Hybrid SMP / MPI

Overview

If you want to distribute work between a large number of cores (e.g. >16) on ShARC then the most common approach is MPI, as described here. The default MPI setup on ShARC does not ensure that your MPI job is assigned the same number of CPU cores per node. However in certain cases you may want a symmetric distribution of of cores: you may want eight MPI processes, each of which internally parallelises work using four OpenMP threads, which would run optimally if each process were assigned four cores on a node (possibly running multiple processes on a node).

Usage on ShARC

Support for Hybrid SMP/MPI is in the preliminary stages. Here is an example job submission for an executable that combines SMP (specifically OpenMP) with MPI:

#$ -pe mpi-smp-16 64
#$ -l rmem=2G
module load mpi/openmpi/4.0.1/gcc-8.2
export OMP_NUM_THREADS=16
mpirun -bynode -np 4 -cpus-per-proc 16 [executable + options]

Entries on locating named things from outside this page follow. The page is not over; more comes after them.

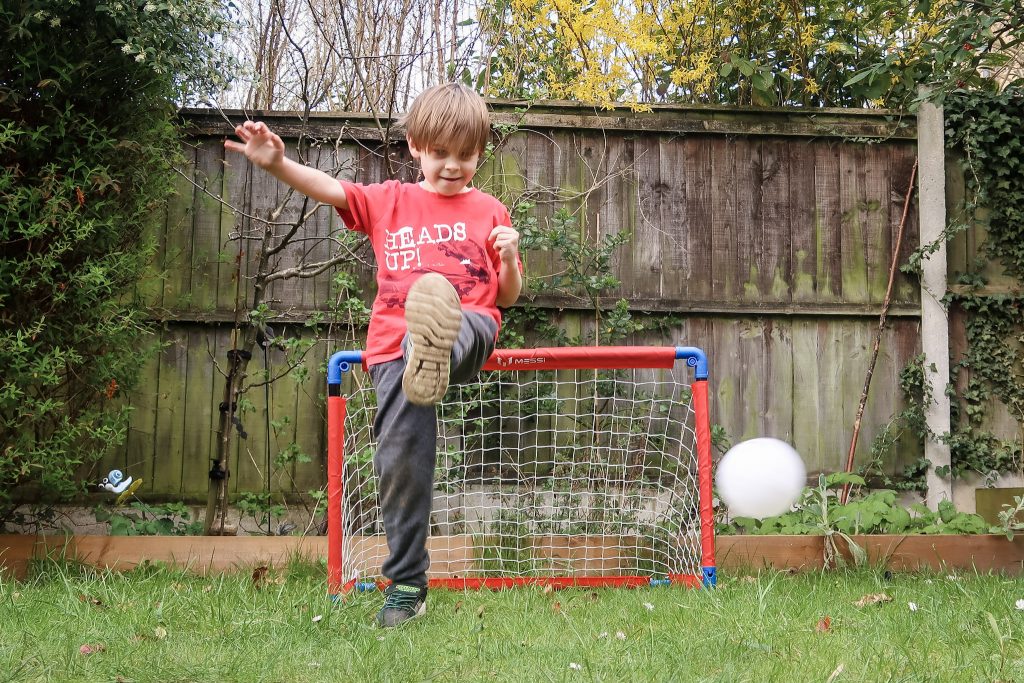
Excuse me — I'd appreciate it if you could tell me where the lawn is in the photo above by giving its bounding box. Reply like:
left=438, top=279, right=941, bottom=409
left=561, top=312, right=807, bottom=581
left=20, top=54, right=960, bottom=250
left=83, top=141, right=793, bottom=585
left=0, top=563, right=1024, bottom=683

There would be 4 MPI processes running, each with 16x 2GB of real memory shared between the 16 threads per MPI process, for a total of 64 x 2GB of real memory for the entire job. When we tried this, we got warnings saying that the -cpus-per-proc was getting deprecated. A quick google suggests that

mpirun -np 4 --map-by node:pe=1 [executable + options]

would be the appropriate replacement.

Here, -pe mpi-smp-16 64 means ‘request 64 slots (CPU cores) from the scheduler using the mpi-smp-16 Parallel Environment’. This Parallel Environment ensure that the slots are assigned to nodes in groups of 16.

More Parallel Environments for Hybrid SMP/MPI (e.g. for requesting slots in multiples of e.g. 4 or 8) can be added on request.

Note that the number of cores you request should be wholely divisible by the number in the name of the Parallel Environment you use.